The meeting was a chance for Goducate workers to share ideas about how best to help the needy help themselves in various ways. For the present batch of trainees it was an opportunity to learn about Goducate work in different countries, and to talk face-to-face with the country representatives of places they might like to work in when they finish their training.

Presentation by India representative
Presentation by India representative
Focus group meeting on agriculture
Focus group meeting on agriculture
Trainees who presented a glow-in-the-dark performance
Trainees who presented a glow-in-the-dark performance

Goducate supports work in Myanmar

Late last year Goducate visited Yangon and Mandalay in Myanmar to see whether we could play a useful part in helping the needy help themselves there. We identified one project in Yangon that we thought was worthwhile and that seemed to need much support. After monitoring the work out there in Yangon and after much deliberation at headquarters, Goducate revisited the team last month and decided to support that work.

Myanmar is opening up, and the ability to communicate well in English will be useful for finding jobs. One line of work that this team is doing is thus to teach English to very poor communities. So far the team is teaching English in four such communities. The teaching facilities are extremely basic, but the classes are much in demand. In some of these communities the classes are attended by both children and adults.

English class at Shwephithar
English class at Shwephithar
Children receiving notebooks and stationery at 87Quarter
Children receiving notebooks and stationery at 87Quarter
English class at Kanna
English class at Kanna

Goducate visits Myanmar

Recently a small team from Goducate visited Myanmar to see what help Goducate could give the needy there to help themselves. We had been urged to do so by a Goducate supporter who visited that country a year ago.

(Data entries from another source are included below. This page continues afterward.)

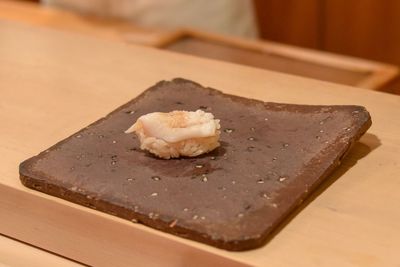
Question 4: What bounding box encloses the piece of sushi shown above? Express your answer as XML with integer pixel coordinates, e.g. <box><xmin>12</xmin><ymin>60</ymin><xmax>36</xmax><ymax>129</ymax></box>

<box><xmin>125</xmin><ymin>110</ymin><xmax>220</xmax><ymax>159</ymax></box>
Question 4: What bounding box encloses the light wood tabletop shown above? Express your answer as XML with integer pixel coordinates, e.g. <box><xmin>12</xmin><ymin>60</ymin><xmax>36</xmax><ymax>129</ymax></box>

<box><xmin>0</xmin><ymin>0</ymin><xmax>399</xmax><ymax>90</ymax></box>
<box><xmin>0</xmin><ymin>22</ymin><xmax>400</xmax><ymax>267</ymax></box>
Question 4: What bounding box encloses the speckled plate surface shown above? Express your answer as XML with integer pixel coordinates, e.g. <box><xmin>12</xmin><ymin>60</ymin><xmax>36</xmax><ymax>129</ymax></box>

<box><xmin>20</xmin><ymin>79</ymin><xmax>371</xmax><ymax>250</ymax></box>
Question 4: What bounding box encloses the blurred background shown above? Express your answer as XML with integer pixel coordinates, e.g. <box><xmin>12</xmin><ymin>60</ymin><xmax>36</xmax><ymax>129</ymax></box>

<box><xmin>0</xmin><ymin>0</ymin><xmax>400</xmax><ymax>94</ymax></box>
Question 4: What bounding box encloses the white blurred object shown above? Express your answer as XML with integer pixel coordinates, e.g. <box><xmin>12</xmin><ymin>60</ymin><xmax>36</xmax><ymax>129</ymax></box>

<box><xmin>42</xmin><ymin>0</ymin><xmax>258</xmax><ymax>38</ymax></box>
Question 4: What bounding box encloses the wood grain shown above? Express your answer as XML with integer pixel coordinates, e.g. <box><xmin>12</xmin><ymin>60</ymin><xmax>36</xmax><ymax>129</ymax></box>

<box><xmin>323</xmin><ymin>0</ymin><xmax>400</xmax><ymax>65</ymax></box>
<box><xmin>0</xmin><ymin>22</ymin><xmax>400</xmax><ymax>267</ymax></box>
<box><xmin>157</xmin><ymin>29</ymin><xmax>398</xmax><ymax>90</ymax></box>
<box><xmin>0</xmin><ymin>235</ymin><xmax>83</xmax><ymax>267</ymax></box>
<box><xmin>254</xmin><ymin>0</ymin><xmax>321</xmax><ymax>48</ymax></box>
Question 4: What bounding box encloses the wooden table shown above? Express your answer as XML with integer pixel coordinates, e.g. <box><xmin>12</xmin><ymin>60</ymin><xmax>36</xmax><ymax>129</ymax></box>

<box><xmin>0</xmin><ymin>0</ymin><xmax>399</xmax><ymax>90</ymax></box>
<box><xmin>0</xmin><ymin>22</ymin><xmax>400</xmax><ymax>267</ymax></box>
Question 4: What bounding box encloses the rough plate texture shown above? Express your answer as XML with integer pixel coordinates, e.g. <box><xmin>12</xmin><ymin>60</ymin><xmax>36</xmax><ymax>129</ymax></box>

<box><xmin>20</xmin><ymin>79</ymin><xmax>371</xmax><ymax>250</ymax></box>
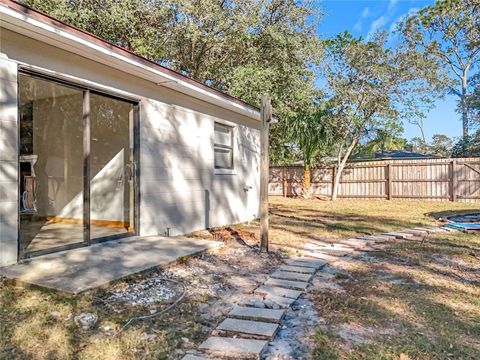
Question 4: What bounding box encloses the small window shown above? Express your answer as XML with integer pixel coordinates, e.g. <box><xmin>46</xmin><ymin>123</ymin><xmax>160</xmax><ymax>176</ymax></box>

<box><xmin>213</xmin><ymin>123</ymin><xmax>233</xmax><ymax>169</ymax></box>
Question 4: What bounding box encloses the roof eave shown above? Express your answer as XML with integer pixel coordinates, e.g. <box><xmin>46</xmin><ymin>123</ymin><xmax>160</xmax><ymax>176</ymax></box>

<box><xmin>0</xmin><ymin>0</ymin><xmax>260</xmax><ymax>121</ymax></box>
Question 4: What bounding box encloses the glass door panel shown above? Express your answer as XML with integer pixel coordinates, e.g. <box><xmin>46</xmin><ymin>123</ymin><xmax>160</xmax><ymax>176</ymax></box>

<box><xmin>90</xmin><ymin>93</ymin><xmax>135</xmax><ymax>241</ymax></box>
<box><xmin>18</xmin><ymin>74</ymin><xmax>84</xmax><ymax>257</ymax></box>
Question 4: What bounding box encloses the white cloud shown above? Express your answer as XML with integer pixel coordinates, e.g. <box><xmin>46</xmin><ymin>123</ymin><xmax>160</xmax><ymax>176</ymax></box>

<box><xmin>367</xmin><ymin>15</ymin><xmax>390</xmax><ymax>38</ymax></box>
<box><xmin>388</xmin><ymin>7</ymin><xmax>420</xmax><ymax>33</ymax></box>
<box><xmin>387</xmin><ymin>0</ymin><xmax>398</xmax><ymax>11</ymax></box>
<box><xmin>362</xmin><ymin>7</ymin><xmax>370</xmax><ymax>19</ymax></box>
<box><xmin>353</xmin><ymin>7</ymin><xmax>370</xmax><ymax>32</ymax></box>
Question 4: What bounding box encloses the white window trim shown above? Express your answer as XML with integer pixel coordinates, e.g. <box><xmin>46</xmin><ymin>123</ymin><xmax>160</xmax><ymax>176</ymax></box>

<box><xmin>213</xmin><ymin>169</ymin><xmax>237</xmax><ymax>175</ymax></box>
<box><xmin>213</xmin><ymin>121</ymin><xmax>237</xmax><ymax>175</ymax></box>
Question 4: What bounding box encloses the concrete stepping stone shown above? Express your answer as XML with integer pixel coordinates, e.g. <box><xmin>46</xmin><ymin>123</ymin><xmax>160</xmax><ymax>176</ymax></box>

<box><xmin>228</xmin><ymin>306</ymin><xmax>285</xmax><ymax>323</ymax></box>
<box><xmin>199</xmin><ymin>336</ymin><xmax>268</xmax><ymax>359</ymax></box>
<box><xmin>215</xmin><ymin>318</ymin><xmax>278</xmax><ymax>339</ymax></box>
<box><xmin>358</xmin><ymin>235</ymin><xmax>395</xmax><ymax>243</ymax></box>
<box><xmin>253</xmin><ymin>285</ymin><xmax>302</xmax><ymax>300</ymax></box>
<box><xmin>278</xmin><ymin>265</ymin><xmax>317</xmax><ymax>274</ymax></box>
<box><xmin>286</xmin><ymin>257</ymin><xmax>327</xmax><ymax>270</ymax></box>
<box><xmin>305</xmin><ymin>252</ymin><xmax>340</xmax><ymax>263</ymax></box>
<box><xmin>265</xmin><ymin>294</ymin><xmax>297</xmax><ymax>309</ymax></box>
<box><xmin>382</xmin><ymin>231</ymin><xmax>414</xmax><ymax>239</ymax></box>
<box><xmin>182</xmin><ymin>354</ymin><xmax>208</xmax><ymax>360</ymax></box>
<box><xmin>413</xmin><ymin>227</ymin><xmax>436</xmax><ymax>234</ymax></box>
<box><xmin>340</xmin><ymin>239</ymin><xmax>375</xmax><ymax>248</ymax></box>
<box><xmin>270</xmin><ymin>270</ymin><xmax>312</xmax><ymax>282</ymax></box>
<box><xmin>265</xmin><ymin>278</ymin><xmax>308</xmax><ymax>291</ymax></box>
<box><xmin>316</xmin><ymin>248</ymin><xmax>354</xmax><ymax>257</ymax></box>
<box><xmin>242</xmin><ymin>294</ymin><xmax>297</xmax><ymax>310</ymax></box>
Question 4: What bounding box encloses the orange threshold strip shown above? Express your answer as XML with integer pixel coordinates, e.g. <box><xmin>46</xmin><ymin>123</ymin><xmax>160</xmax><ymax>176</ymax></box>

<box><xmin>47</xmin><ymin>216</ymin><xmax>130</xmax><ymax>232</ymax></box>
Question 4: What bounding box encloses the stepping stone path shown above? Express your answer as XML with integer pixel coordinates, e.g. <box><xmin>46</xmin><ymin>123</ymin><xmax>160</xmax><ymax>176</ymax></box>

<box><xmin>182</xmin><ymin>226</ymin><xmax>450</xmax><ymax>360</ymax></box>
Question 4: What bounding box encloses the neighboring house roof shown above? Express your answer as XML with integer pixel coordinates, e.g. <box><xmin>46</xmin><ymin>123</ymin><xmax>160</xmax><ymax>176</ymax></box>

<box><xmin>0</xmin><ymin>0</ymin><xmax>260</xmax><ymax>120</ymax></box>
<box><xmin>375</xmin><ymin>150</ymin><xmax>436</xmax><ymax>160</ymax></box>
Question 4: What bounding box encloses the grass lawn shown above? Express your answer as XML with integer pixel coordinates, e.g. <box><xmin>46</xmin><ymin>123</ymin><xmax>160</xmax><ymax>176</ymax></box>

<box><xmin>242</xmin><ymin>198</ymin><xmax>480</xmax><ymax>359</ymax></box>
<box><xmin>0</xmin><ymin>198</ymin><xmax>480</xmax><ymax>359</ymax></box>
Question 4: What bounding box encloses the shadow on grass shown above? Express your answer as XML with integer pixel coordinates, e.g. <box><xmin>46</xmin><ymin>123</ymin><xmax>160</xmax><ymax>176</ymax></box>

<box><xmin>311</xmin><ymin>250</ymin><xmax>480</xmax><ymax>359</ymax></box>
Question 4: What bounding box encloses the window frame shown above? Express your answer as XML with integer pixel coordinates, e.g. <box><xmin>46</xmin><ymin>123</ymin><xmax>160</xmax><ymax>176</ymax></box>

In the mean time we had met or had been in touch with some people who work among the needy in Myanmar, running an orphanage and/or teaching needy local children, and were able to visit them.

The very poor in Myanmar are not hard to find. We visited villages where people live in makeshift or very broken-down huts, without electricity or running water. At one place, the muddy green water being used came from a very shallow well that obviously contained rain water and overflow water from the drains, rather than groundwater. Food was cooked over a fire created from bits of charcoal that the people had scavenged for.

Goducate is now thinking about the specific role it can play in helping the needy in Myanmar to help themselves.

A very poor village; pile on the ground on the left is of bits of charcoal being left to dry before use
Inspecting the shallow well
At literacy class run by volunteers, children singing their hearts out for us. Note bare room, where walls are used as blackboard.